The first issue was whether Plaintiff’s alleged damages qualified as a covered loss pursuant to Rider 14 of the bond which provided, in part, that covered losses included those “resulting directly from the dishonest acts of any Outside Investment Advisor, named in the Schedule below, solely for their duties as an Outside Investment Advisor, on behalf of the Insured…” [emphasis added].  It was undisputed that Madoff was listed as an Outside Investment Advisor on the relevant schedule that followed.  However, the First Department held that the evidence presented during trial[1] indisputably established that in perpetrating his Ponzi Scheme, Madoff acted in a “hybrid capacity” as both an investment advisor and a securities broker.  The Court reasoned that since Rider 14 limited coverage to losses where the identified Outside Investment Advisor acted “solely” in that capacity, any interpretation that allowed coverage for a situation in which Madoff acted, in part, as a securities broker would render the use of the term “solely” in Rider 14 superfluous and had to be rejected.

The second issue, which in light of the first ruling became less significant, was whether coverage under the bond was excluded under Exclusion x, for “loss resulting directly or indirectly from any dishonest or fraudulent act or acts committed by any non-Employee who is a securities … broker.” The First Department held that even if there were coverage under Rider 14, such coverage would have been excluded pursuant to Exclusion x. In so holding, the Court reasoned that Exclusion x did not provide that the nonemployee must have actually been “acting as” a securities broker at the time of the loss, it only required that the nonemployee “is” a securities broker. As the trial evidence established that Madoff was not Plaintiff’s “Employee” (as that term is defined in the bond) and that he was a registered broker-dealer during the entire period he dealt with Plaintiff, Exclusion x was applicable.

Jacobson Family Investments, Inc. provides a powerful example of how the title or role that an alleged fraudster played with respect to a scheme can affect the rights of an insured to collect on a policy of insurance or bond.  As such, it is important for insurers and their insureds to diligently investigate claims and obtain a complete understanding of an alleged scheme in order to accurately assess the coverage available for losses arising from that scheme.

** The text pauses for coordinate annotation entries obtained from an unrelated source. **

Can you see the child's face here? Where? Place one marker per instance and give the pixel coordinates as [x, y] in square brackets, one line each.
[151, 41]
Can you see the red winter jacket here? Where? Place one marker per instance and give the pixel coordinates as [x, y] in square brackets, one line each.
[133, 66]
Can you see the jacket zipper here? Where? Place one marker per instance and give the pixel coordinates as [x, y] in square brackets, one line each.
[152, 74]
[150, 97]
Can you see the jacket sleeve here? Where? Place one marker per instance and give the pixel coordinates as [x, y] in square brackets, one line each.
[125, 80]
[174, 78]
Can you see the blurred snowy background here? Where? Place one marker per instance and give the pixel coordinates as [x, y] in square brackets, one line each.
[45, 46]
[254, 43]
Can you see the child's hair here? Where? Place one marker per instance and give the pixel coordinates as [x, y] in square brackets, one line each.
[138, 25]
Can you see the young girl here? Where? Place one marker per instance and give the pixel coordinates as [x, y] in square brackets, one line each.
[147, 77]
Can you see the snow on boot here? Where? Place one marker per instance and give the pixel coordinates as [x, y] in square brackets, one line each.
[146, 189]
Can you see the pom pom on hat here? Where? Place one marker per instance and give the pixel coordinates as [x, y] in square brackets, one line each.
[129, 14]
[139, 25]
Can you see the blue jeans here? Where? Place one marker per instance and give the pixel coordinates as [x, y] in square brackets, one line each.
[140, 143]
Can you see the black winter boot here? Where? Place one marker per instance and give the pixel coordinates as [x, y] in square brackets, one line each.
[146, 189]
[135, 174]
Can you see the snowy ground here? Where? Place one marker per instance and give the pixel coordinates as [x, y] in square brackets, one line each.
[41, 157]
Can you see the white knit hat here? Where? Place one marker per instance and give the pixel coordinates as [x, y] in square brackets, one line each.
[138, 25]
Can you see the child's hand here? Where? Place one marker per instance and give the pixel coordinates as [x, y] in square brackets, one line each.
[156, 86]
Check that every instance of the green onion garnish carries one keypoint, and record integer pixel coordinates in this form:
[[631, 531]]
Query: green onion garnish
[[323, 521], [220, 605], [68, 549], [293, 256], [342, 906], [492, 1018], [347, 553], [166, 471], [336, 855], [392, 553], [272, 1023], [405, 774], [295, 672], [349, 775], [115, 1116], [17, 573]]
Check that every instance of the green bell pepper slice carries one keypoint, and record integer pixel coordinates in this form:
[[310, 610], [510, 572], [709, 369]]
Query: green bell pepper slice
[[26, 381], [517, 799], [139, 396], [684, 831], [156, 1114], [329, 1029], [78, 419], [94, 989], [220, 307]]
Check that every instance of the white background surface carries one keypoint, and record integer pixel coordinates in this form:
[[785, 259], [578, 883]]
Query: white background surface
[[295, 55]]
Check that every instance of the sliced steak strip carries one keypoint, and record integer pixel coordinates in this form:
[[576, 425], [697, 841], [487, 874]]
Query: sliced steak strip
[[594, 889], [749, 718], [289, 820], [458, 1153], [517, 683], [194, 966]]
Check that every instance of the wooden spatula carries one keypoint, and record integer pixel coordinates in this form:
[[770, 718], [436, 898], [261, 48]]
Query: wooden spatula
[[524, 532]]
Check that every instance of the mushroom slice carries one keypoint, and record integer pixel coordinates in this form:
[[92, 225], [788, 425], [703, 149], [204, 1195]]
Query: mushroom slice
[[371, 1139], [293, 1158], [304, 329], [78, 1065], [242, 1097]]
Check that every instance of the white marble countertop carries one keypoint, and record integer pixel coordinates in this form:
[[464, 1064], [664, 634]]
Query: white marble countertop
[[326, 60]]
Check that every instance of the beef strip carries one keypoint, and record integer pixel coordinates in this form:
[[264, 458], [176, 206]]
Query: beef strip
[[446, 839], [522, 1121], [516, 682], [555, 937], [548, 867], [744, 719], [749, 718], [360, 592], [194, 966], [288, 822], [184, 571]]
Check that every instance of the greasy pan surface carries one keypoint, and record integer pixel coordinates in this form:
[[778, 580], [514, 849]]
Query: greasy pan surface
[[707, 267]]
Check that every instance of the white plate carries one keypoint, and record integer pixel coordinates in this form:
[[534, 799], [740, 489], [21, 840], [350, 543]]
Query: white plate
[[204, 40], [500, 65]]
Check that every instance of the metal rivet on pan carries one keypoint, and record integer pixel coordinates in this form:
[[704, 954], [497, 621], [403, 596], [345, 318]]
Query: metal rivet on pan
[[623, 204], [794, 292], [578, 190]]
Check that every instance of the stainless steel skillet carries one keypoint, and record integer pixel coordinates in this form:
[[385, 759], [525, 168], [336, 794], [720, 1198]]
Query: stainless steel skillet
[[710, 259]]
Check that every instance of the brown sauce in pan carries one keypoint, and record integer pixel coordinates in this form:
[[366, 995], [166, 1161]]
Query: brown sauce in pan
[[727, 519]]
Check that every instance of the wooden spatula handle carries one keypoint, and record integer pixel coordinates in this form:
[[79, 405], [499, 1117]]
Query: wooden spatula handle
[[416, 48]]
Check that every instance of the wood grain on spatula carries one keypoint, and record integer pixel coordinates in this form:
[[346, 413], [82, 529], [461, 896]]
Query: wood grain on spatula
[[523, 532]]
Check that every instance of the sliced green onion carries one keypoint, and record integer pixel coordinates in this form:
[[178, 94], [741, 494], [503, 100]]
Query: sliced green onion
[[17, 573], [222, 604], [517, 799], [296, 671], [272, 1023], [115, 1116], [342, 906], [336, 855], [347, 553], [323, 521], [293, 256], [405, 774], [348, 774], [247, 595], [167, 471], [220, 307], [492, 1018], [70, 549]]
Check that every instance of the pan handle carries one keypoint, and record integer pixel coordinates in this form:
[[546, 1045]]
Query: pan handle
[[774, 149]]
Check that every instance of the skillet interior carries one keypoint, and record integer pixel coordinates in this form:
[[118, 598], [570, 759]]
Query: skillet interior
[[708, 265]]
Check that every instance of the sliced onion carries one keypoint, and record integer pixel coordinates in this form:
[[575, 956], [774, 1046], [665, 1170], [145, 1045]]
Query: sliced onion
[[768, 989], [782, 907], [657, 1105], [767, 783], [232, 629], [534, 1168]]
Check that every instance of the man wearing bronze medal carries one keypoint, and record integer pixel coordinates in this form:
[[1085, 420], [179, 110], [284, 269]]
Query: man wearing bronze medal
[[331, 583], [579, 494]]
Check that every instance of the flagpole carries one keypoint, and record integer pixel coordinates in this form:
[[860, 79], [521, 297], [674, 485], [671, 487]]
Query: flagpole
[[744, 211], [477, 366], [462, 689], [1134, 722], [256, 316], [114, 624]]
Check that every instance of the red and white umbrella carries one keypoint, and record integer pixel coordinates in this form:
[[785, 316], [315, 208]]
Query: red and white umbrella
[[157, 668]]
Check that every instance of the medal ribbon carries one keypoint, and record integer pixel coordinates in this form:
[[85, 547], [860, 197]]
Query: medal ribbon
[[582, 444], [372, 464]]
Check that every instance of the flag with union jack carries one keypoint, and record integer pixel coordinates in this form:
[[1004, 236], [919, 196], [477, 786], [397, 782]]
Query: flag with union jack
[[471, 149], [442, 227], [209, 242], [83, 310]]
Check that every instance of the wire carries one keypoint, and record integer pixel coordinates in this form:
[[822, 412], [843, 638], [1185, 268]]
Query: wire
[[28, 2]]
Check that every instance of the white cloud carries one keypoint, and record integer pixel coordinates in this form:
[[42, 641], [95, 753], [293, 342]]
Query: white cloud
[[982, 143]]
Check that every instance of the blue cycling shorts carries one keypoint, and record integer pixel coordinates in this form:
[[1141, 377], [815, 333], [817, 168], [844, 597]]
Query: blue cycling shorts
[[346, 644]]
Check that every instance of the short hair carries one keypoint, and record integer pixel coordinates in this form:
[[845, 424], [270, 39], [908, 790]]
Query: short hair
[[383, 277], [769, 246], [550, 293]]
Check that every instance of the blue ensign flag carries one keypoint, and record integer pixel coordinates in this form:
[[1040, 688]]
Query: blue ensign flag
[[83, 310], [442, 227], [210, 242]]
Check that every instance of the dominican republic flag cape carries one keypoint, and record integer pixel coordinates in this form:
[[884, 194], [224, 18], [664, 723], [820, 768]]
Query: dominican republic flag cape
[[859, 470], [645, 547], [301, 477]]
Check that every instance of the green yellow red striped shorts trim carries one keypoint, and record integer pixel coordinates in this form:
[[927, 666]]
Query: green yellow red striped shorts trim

[1] That evidence included that (1) in perpetrating the Ponzi scheme resulting in Plaintiff’s losses, Madoff not only provided fraudulent investment advice, he also serviced a securities brokerage account for Plaintiff; (2) a Customer Agreement between Plaintiff and Madoff to service the brokerage account expressly referred to the creation of a broker/customer relationship; (3) in connection with the creation of the brokerage account, Plaintiff designated Madoff to act as its agent for purchases, sales or trades of securities on its behalf; (4) Plaintiff provided Madoff with funds through a brokerage account that were supposed to be used for purchases, sales or trades pursuant to the brokerage agreement, however Madoff misused those funds and provided Plaintiff with false brokerage account statements to conceal his malfeasance; (5) compensation was paid to Madoff in the form of commissions on the falsely reported trades; and (6) after criminal charges were brought against Madoff, Plaintiff filed a customer claim for compensation with Madoff’s trustee pursuant to the Securities Investor Protection Act (SIPA), asserting that its funds were stolen by Madoff, as securities broker.